Pausing to reflect on luminaries such as those mentioned earlier leads us to a basic reassessment of a fundamental notion:  what does it mean to be smart and successful?  Two prominent Greek thinkers help to clarify the meaning of being smart and successful.  The Athenian educator Isocrates has given us the secret of how talent can be realized.  In his Antidosis, written at the age of 82, Isocrates claimed that there are three traits that must exist for a smart and successful student: talent, practice and experience.  Talent is native ability, the gift from God, what Cicero called ingenium.  In our cyber-terms, we think that someone is well wired or programmed.  It is not unusual, for example, to see children who seem to be light-years ahead of their peers on the soccer field and in the classroom, but often these early bloomers fade into obscurity.  I believe that this fading happens not because talent is diminished but that it is un(der)developed and the individual is lacking in the other two traits that Isocrates sees as essential for the smart and successful person:  practice and experience.
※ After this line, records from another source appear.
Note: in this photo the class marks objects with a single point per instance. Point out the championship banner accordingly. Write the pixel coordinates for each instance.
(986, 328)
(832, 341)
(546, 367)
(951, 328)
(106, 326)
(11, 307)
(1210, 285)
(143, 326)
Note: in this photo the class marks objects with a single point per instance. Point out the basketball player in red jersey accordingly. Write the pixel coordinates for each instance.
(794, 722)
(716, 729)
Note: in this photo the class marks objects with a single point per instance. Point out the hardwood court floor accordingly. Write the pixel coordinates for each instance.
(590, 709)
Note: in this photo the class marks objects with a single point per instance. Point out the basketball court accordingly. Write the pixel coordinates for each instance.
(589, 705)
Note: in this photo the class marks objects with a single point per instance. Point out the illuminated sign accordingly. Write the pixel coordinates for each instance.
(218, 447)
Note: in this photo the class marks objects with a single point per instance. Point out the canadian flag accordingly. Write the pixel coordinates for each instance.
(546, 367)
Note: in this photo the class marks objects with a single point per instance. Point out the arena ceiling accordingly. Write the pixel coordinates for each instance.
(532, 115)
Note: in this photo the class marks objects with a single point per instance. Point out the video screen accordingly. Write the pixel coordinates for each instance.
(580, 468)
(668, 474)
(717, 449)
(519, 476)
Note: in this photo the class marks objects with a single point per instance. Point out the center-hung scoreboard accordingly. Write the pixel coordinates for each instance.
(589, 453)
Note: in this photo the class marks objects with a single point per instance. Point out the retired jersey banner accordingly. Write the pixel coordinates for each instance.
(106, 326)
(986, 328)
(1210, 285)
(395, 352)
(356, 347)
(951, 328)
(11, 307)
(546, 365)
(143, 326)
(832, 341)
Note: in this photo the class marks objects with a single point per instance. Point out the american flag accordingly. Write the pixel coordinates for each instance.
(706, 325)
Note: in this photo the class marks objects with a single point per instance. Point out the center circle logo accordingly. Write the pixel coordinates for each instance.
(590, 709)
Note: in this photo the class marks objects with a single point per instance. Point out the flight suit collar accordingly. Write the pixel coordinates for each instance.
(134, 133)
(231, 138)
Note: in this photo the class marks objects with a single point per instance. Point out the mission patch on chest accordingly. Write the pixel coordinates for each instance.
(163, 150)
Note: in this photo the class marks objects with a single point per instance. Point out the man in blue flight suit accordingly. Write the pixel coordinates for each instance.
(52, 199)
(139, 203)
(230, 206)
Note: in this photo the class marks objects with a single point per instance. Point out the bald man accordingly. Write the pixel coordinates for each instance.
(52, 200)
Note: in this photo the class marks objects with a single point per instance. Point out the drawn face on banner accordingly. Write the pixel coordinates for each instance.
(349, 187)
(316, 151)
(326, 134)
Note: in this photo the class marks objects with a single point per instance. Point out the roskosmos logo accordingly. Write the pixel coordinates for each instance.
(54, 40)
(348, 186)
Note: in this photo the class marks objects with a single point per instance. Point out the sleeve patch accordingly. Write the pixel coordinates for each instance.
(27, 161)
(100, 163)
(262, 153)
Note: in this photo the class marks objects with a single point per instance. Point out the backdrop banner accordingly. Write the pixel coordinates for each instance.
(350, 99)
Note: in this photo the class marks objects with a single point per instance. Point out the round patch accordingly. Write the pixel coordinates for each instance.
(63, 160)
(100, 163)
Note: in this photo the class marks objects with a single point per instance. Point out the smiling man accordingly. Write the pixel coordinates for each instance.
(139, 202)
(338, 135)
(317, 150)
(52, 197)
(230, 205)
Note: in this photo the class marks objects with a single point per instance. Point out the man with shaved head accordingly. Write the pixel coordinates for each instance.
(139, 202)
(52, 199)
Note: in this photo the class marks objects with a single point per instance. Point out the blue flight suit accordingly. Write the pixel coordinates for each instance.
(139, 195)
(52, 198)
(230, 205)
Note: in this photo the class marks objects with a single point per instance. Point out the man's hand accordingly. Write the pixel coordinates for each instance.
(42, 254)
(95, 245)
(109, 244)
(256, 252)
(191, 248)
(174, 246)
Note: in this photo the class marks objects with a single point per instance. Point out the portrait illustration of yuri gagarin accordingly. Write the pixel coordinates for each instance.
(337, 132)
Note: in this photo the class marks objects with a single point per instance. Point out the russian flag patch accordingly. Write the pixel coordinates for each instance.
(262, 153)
In his book, Get in the Game, Hall of Fame baseball player Cal Ripken, Jr. cites how New York Yankee great Lou Gehrig believed that he was born with no “natural ability” but, through countless hours of extra practice, became one of the game’s greatest players.(3)   Driven to perfection, Gehrig had learned that practice teaches success from failure and (of equal importance) how to extend the boundaries of failure to success.  Hall of Fame basketball coach Bob Knight once observed that what is more important than the will to win is the will to prepare to win.  That is, nurturing and developing our talent comes about through  the price we pay to develop it.  Practice, however, is far different than the third necessary trait for successfully being smart:  experience.  Practice anticipates, and seeks to prepare for, what the situation that we hope to perform in may be like…it is our best guess.  Experience is what we learn during the actual performance.  For this reason, it is impossible both to teach experience and to replicate all the knowledge that comes from experience.  Our question remains, however, how do we come to realize what talent, practice and experience have to do with being successful and smart?
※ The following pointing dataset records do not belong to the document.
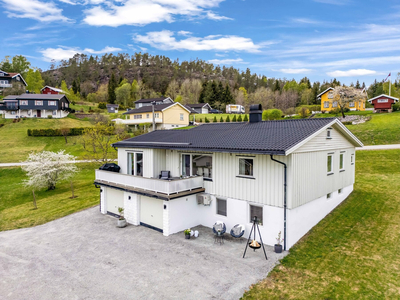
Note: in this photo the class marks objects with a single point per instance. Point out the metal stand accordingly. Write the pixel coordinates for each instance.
(255, 223)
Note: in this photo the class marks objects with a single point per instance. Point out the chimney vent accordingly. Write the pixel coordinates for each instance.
(255, 113)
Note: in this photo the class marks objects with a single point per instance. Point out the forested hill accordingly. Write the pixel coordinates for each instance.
(186, 81)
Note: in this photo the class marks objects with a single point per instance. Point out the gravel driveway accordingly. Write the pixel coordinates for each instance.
(84, 256)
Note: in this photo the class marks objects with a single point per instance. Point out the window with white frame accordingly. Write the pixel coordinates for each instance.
(330, 163)
(221, 207)
(246, 167)
(135, 163)
(341, 161)
(197, 164)
(256, 211)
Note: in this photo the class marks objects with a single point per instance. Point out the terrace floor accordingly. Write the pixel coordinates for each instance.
(85, 256)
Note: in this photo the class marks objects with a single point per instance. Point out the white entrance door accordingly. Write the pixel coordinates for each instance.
(151, 212)
(114, 199)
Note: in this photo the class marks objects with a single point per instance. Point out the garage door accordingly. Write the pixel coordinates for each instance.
(115, 199)
(151, 212)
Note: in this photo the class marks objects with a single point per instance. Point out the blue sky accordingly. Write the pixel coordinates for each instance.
(320, 39)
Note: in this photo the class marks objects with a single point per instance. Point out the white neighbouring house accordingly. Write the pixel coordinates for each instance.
(289, 172)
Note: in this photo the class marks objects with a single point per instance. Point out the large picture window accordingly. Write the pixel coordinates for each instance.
(197, 164)
(246, 167)
(135, 164)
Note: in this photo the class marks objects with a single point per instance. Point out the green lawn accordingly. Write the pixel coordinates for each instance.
(354, 252)
(16, 205)
(16, 144)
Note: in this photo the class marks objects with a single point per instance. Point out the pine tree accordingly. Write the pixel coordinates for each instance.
(112, 84)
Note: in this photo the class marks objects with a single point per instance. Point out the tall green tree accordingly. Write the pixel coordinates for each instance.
(112, 85)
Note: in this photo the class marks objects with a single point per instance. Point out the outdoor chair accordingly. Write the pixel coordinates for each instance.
(237, 231)
(165, 175)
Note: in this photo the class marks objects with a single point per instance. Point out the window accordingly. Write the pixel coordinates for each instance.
(197, 164)
(135, 163)
(246, 166)
(256, 211)
(341, 162)
(221, 207)
(330, 163)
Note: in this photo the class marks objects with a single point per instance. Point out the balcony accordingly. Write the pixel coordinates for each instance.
(155, 187)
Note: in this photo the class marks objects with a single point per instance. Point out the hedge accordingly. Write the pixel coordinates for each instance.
(55, 132)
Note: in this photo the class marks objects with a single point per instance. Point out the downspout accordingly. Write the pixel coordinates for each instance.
(284, 200)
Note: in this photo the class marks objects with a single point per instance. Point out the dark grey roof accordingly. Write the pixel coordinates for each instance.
(143, 109)
(267, 137)
(151, 100)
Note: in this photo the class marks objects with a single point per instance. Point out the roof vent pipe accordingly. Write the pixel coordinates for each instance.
(255, 113)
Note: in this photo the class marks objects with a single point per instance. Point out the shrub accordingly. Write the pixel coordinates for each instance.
(272, 114)
(102, 105)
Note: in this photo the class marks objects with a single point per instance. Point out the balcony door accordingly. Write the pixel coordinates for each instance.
(135, 164)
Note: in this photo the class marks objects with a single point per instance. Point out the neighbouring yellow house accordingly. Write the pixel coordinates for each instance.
(167, 116)
(328, 104)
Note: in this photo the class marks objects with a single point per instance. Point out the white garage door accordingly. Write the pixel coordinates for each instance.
(115, 199)
(151, 211)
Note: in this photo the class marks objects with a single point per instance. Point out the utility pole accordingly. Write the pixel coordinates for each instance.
(154, 119)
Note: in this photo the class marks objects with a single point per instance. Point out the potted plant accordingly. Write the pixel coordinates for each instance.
(121, 220)
(278, 246)
(187, 233)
Aristotle, our second Greek thinker, provides insight to, and a resolution of, this issue.  in the opening passages of Rhetoric, Aristotle maintained that people not only have talent but a dynamis or power.  This capacity can lay dormant, but when energized (energia), the dormant talent becomes activated; individuals are willing to work hard, and to risk failure, through performance.  I believe that the reason some “smart” people never accomplish much of anything is because they (for a variety of reasons) never tap into that dynamis; they never realize the talent buried within them.  I believe that hard work, effort, and risk-taking will not only activate talent but make people realize that all of us have much more ability than we realize.
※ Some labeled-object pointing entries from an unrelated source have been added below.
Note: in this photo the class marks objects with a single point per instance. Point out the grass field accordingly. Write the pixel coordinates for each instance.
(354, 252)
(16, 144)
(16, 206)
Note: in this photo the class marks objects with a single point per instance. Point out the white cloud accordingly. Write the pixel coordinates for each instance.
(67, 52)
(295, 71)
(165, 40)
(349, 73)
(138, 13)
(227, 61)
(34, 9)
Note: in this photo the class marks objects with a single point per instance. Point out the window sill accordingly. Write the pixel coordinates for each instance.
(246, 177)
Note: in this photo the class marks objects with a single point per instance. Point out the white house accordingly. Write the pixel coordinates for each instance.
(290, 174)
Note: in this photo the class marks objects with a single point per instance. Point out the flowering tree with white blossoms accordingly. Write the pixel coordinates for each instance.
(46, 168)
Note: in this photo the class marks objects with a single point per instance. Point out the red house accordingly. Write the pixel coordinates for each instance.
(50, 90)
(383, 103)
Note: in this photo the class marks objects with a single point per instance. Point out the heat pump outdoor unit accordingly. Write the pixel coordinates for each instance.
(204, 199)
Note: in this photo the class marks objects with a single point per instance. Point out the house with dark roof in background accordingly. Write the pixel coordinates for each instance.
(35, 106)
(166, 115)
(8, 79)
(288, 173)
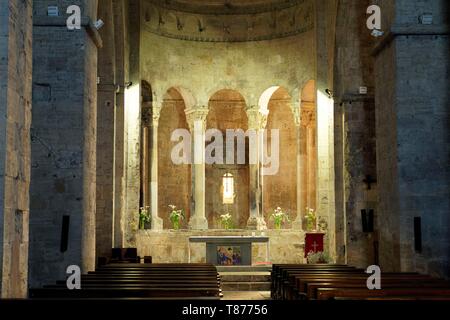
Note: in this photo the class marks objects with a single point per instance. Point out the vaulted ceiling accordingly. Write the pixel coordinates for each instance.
(226, 6)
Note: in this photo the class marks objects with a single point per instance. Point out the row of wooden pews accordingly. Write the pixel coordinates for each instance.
(341, 282)
(140, 281)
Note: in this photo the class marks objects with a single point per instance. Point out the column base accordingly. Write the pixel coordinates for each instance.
(256, 223)
(297, 224)
(157, 223)
(198, 223)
There are lessons we can learn about what it means to be smart and successful from the sages of the past.  it is the spiritual and spirited side of scholarship.  Talent unrealized is talent wasted and what we need to nurture and teach is the passion that helps each of us find our talent, be satisfied with the effort to develop it and be proud of the best effort we offer to perform it.  Our Phi Beta Kappa students have recognized only some of their talents, they have doubtlessly energized some of that talent and have achieved success, but that was preparation for the real voyage they are about to embark upon.  may that performance result in adventurous voyages whose experiences navigate them to their own home ports successfully.

Notes

1.  Gramercy Books, 1995, p 8

2.  See C.W. Ceram’s Gods, Graves and Scholars:  The Story of Archaeology, 2nd ed., 1972, pp. 100-32.

3.  pp. 12-13.

2 comments:

Vijay said...

Great article, Ramona.
Thanks for sharing.

Anonymous said...

I have to say that what was said makes sense.

But I think I would like to add another trait besides the mentioned talent, practice and experience; respect.

Respect to knowledge, respect to those that co-contribute to our success, respect to our subjects and respect to the Creator.

I think respect is really important to be successful which only a smart person realize.